Memes can literally be anything. There can be Vine-memes, a combination of a popular looped video that managed to spread extremely fast. People quote them all the time – just a phrase and an entire group of people know exactly what someone is talking about.

Now, with the creation of different platforms for media, humor has also changed in a way that isn’t wholly positive or negative. Nihilism, the idea that life is meaningless, is flourishing on social media. Pages dedicated to memes are filled with nihilistic memes, with the punchlines being “guess I’ll die,” death being a reward, or “I hate myself.” This creates a culture that tends to treat mental illness as a casual thing and turns it into a means of media consumerism. This isn’t an entirely bad thing, though. Memes are bringing mental health issues into the spotlight and helping to destigmatize invisible illnesses. It’s turned what was once a solitary situation into one of relatability. It’s enjoyed by the neurodivergent (mentally-ill) and the neurotypical (those without a mental illness) alike, because everyone has felt hopeless or like life isn’t worth living.

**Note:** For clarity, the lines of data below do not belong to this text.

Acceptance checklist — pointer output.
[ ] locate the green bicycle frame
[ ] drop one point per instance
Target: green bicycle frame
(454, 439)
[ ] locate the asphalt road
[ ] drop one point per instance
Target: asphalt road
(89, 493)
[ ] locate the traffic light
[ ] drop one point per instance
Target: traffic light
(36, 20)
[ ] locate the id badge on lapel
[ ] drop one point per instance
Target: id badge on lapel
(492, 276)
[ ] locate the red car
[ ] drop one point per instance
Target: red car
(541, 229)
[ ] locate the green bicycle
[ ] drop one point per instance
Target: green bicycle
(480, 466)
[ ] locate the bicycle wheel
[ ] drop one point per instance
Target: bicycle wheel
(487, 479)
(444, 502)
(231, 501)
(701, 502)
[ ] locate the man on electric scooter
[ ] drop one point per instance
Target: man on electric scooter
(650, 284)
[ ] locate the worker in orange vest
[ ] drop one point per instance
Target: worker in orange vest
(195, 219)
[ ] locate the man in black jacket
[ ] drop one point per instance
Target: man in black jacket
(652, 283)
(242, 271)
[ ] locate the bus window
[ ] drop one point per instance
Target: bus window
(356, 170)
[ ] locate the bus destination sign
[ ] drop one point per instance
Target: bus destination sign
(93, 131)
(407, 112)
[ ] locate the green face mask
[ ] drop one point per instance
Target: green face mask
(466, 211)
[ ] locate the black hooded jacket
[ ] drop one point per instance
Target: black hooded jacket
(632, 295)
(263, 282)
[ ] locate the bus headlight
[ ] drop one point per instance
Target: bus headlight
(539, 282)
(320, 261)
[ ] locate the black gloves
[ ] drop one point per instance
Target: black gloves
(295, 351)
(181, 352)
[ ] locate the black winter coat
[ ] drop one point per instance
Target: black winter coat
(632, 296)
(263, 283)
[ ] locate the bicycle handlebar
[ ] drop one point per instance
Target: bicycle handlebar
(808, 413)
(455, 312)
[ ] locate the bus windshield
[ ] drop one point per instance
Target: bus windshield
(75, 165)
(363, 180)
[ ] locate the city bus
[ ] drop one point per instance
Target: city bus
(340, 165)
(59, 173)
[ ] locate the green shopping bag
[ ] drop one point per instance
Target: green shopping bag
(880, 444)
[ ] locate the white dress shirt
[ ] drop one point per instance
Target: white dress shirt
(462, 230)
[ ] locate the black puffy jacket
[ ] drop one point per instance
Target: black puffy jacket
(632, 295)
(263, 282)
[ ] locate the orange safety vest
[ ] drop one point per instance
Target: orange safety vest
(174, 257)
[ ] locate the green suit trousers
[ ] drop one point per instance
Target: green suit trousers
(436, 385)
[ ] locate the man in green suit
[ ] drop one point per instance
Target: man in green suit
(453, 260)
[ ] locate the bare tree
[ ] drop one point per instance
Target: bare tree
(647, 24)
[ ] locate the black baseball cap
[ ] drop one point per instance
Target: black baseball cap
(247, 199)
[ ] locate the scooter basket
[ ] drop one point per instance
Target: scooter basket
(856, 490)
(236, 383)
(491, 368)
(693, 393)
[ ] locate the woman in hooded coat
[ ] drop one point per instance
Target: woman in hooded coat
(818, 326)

But, there still lies the issue of romanticizing mental illness. Sometimes, the media makes mental illness into more a trivial problem than it is. It makes mountains into molehills and may even misrepresent the issue, which can roll back years of progress. In some instances, having mental illness is something that is vyed after, seen as something that teens should want.

Generation Z’s humor is so incredibly bleak. We’ve inherited a world with a ruined economy and our predecessors hating us or giving us no hope for the future. We use humor as a coping mechanism to our battle with the insurmountable infection of mental illness. Our humor helps to normalize our experiences and make it something that brings others together. Yet, the prevalence of humor making fun of mental illness shows we as a society have a long way to go in opening up conversations about serious matters.